This is a biweekly series about art and artists in the region. Pittsburgh Filmmakers/Pittsburgh Center for the Arts serves the community through arts education, exhibitions and artist resources.
It's no surprise Megan Biddle grew up wanting to be an artist -- both her parents and paternal grandparents were painters and sculptors.
She was first drawn to glass as an artistic medium because of all the dynamic possibilities it offered, such as hot glass blowing, cold construction, pouring and casting.
Although focusing on glass during her undergraduate studies (earning a bachelor of fine arts degree from the Rhode Island School of Design), Ms. Biddle began to broaden her horizons during graduate school (earning a master's degree in fine arts from Virginia Commonwealth University School of the Arts). She felt that working with paper, wax, plaster, metal, even film and video, was a better fit for certain projects.
Since then she has exhibited her work in many galleries nationally and internationally.
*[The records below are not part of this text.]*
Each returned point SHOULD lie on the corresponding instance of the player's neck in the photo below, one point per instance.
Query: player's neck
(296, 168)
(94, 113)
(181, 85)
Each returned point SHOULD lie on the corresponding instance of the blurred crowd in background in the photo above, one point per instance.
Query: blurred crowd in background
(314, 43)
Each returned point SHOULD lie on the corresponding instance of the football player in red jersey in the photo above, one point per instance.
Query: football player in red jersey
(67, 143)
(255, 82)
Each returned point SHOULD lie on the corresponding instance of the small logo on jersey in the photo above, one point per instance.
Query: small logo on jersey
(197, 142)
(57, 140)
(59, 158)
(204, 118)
Her current exhibit, "Gravitational Pull," is on view at Filmmakers Galleries in Oakland through Dec. 6. There is a reception Friday at 6 p.m.
"Gravitational Pull" includes glass sculptures but also a series of landscape drawings in muted tones with pen and ink, a projected video of abstract images, and an intricate metal sculpture installation that brings to mind a network of tree branches.
Much of her inspiration for this body of work comes from landscapes in nature. She has traveled extensively, completing many artist residencies in different locations, most recently at Northlands Creative Glass in Scotland and Haystack Mountain Schools of Crafts in Maine. There she found inspiration in a wide range of landscapes, "from forest and sea, granite boulders and moss beds," she says.
Based in Philadelphia, Ms. Biddle is an adjunct instructor at Temple University's Tyler School of Art. Although she teaches glass, she says she goes through periods of being very focused on glass and then moves away from it. "Sometimes glass is just not the right material to bring an idea to life," she explains, so being able to work with a wider variety is important to her.